Станислава подняла с пола порванный пакет, раскрыла, и…
— Что это такое?
— Где?
На поднятый шум вышел и папа с Антошкой на руках.
— Что там?
— Степан, где второй ботинок?
Мальчик с виноватым лицом опустил глаза, чувствуя свою вину.
— Потерялся, наверно.
— Как он мог потеряться? Степан, вы опять пакетами дрались по дороге домой? – Станислава повысила голос, отчего Антошка испуганно заплакал.
— Гришка меня бил.
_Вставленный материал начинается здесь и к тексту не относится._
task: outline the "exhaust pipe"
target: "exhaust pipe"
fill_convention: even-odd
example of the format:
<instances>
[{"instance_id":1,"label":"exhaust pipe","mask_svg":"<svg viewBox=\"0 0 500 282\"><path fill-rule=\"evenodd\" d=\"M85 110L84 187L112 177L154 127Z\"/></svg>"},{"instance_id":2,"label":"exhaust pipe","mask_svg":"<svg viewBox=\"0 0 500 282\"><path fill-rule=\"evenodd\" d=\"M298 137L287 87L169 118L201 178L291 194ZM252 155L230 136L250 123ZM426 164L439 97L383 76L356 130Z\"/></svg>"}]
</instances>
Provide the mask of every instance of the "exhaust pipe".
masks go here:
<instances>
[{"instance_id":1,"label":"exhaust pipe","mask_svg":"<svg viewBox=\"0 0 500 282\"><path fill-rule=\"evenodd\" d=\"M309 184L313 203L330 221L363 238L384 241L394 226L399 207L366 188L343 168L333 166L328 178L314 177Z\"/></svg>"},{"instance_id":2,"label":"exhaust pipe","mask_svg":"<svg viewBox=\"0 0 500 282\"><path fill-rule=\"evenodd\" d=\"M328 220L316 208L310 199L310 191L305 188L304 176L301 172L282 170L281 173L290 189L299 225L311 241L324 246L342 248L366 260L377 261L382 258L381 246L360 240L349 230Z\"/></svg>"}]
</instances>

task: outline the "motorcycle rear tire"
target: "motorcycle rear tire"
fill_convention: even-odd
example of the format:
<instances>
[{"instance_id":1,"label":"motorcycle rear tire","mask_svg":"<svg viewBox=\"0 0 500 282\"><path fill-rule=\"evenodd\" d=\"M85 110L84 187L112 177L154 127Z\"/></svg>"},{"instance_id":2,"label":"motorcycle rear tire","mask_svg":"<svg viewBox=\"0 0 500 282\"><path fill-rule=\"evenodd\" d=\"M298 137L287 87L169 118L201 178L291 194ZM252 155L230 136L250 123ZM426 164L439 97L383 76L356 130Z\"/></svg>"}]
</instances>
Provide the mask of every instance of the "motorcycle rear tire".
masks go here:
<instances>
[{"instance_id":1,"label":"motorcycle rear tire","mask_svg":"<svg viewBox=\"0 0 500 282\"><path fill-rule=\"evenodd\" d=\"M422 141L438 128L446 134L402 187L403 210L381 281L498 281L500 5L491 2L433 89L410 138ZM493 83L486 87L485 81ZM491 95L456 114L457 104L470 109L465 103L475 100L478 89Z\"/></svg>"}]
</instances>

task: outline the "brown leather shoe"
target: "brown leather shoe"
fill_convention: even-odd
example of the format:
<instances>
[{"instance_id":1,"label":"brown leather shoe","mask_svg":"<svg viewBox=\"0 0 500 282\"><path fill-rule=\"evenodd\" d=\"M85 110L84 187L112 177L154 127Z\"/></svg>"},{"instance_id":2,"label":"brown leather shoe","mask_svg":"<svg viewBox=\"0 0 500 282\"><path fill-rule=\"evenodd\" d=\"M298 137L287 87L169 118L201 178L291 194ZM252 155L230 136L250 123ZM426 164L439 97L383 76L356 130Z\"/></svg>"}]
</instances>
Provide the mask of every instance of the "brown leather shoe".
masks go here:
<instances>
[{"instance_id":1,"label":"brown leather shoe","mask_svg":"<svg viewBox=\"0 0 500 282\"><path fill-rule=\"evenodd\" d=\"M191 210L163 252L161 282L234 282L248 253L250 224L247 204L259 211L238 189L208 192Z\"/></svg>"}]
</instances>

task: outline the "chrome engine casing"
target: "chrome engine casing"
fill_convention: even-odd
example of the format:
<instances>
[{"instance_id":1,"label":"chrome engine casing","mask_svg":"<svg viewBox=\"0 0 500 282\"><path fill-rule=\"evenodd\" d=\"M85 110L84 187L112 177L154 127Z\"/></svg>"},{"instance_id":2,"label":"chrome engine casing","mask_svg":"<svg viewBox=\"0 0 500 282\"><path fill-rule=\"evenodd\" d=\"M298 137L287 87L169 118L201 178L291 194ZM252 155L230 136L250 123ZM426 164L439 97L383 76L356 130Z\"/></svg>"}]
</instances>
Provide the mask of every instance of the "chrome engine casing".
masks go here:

Я только защищался, – ответил ребенок, продолжая стоять босиком.
— Балбес, – негромко произнес Глеб, возвращаясь с младшим сыном в кухню.
— В чем мне идти в магазин? – Стёпка жалобно посмотрел маме в глаза.
— Подожди. Почему ты не переобулся в школе?
— Забыл.
— Ты нёс домой два ботинка?
— Два.
— Где ты последний раз видел свои два ботинка? Или в каком месте ты был, когда порвался пакет?
— Возле поликлиники.
— Вот теперь иди и ищи свой второй ботинок. Я на прошлой неделе дважды купила тебе спортивный костюм. А сегодня ты первый раз обул ботинки. И что? Мне завтра идти покупать тебе новые?
— Дважды спортивный костюм? Я что-то пропустил? – Глеб вновь появился в прихожей.
— Я не хотела тебе говорить, но у Степана украли новый ни разу не стираный костюм. Мне пришлось купить еще один. Надо же в чем-то на физкультуру ходить.
— Замечательно. Значит, кто-то ходит в костюме Степана, купленном на мои деньги. Ты с учительницей разговаривала?
— А что толку от разговоров? Костюма нет. Вот теперь и второго ботинка нет. И денег у меня нет. А Степан то куртку порвет, то джинсы. А Антону на подгузники сколько денег уходит? А цены сейчас знаешь какие на базаре?
— Ладно, успокойся, иди Антошку докорми, а мы со Степаном уходим ботинок искать. За одно и водички ему бутылочку возьму. Кстати, а что в школьной столовой нельзя воды купить?
— Там только сок в пакетах продается, – ответил мальчик.
— Вытри слезы. Ты же мужчина, а мужчины не плачут, – Глеб подмигнул сыну, вручая Антошку маме.
— В кладовке его старые кроссовки возьми. Они хоть сухие, – Станислава напоследок укорительно посмотрела на своего школьника, и скрылась за шторой из деревянных бусин с малышом на руках.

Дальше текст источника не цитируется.